There are many other passive income stocks I think investors should consider today. Here are just a couple.

Banco Santander

Just like Lloyd’s, Banco Santander (LSE:BNC) faces the twin threats of increased competition and macroeconomic pressures on its profitability.

But one big thing sets this company apart. It is its exposure to emerging Latin American markets that could provide long-term growth.

Santander derives 25% of its profits from South America, where it is a leading industry player in regional powerhouses such as Brazil, Argentina and Chile. It also has a significant presence in Mexico’s rapidly expanding economy.

Although personal income levels are rising rapidly in these regions, penetration of banking products is still low. So Santander – whose revenue is expected to grow 13% in 2023 – has plenty of room to continue growing sales and earnings.

Like Lloyds, Santander has a rock-solid balance sheet that it is boosting through successful cost-cutting initiatives. It helped return €5.5bn to shareholders last year through dividends, cash and share buybacks. Encouragingly for income investors, the bank has also committed to increasing this amount to a new record of €6bn in 2024.

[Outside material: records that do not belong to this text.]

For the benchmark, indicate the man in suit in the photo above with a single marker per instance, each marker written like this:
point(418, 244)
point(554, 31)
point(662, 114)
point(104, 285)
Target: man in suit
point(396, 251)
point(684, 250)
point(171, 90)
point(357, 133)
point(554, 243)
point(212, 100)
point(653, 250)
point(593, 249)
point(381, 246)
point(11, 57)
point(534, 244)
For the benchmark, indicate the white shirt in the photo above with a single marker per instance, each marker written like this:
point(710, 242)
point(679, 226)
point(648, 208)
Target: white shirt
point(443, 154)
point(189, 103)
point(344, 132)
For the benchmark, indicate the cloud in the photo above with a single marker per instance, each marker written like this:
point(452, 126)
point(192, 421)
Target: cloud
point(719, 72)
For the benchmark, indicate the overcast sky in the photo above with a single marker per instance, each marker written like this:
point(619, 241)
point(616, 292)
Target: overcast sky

This supports a dividend yield of above 4.1% for 2024, a figure that rises to 4.4% for 2025. Short term yields may not be at Lloyds level but on balance, I think it is a far more attractive stock.

TBC Bank Group

TBC Bank Group (LSE:TBCG) is another retail bank with substantial share price and earnings potential. Like Santander, it focuses on customers in developing markets, in this case Georgia and Uzbekistan.

Its total revenue grew by 15 percent in 2023 as demand for its loans, and both current and savings accounts, continued to grow. The number of customers in its core Georgian market grew by 10% over the past year. Uzbekistan, where it entered 2020, saw a 48 percent increase in users.

TBC is benefiting the most from low product penetration and rapid GDP growth in these countries. It is also investing heavily in digital banking, a strategy that is proving to be highly effective in attracting customers.

One drawback of owning the bank’s stock is the proximity of its operations to Russia. If concerns about the geopolitical stability of the region rise, it could be detrimental to its share price.

Even so, I still think it’s an attractive passive income stock to consider today. Its 7.2% dividend yield for this year jumps to 8.3% for 2025.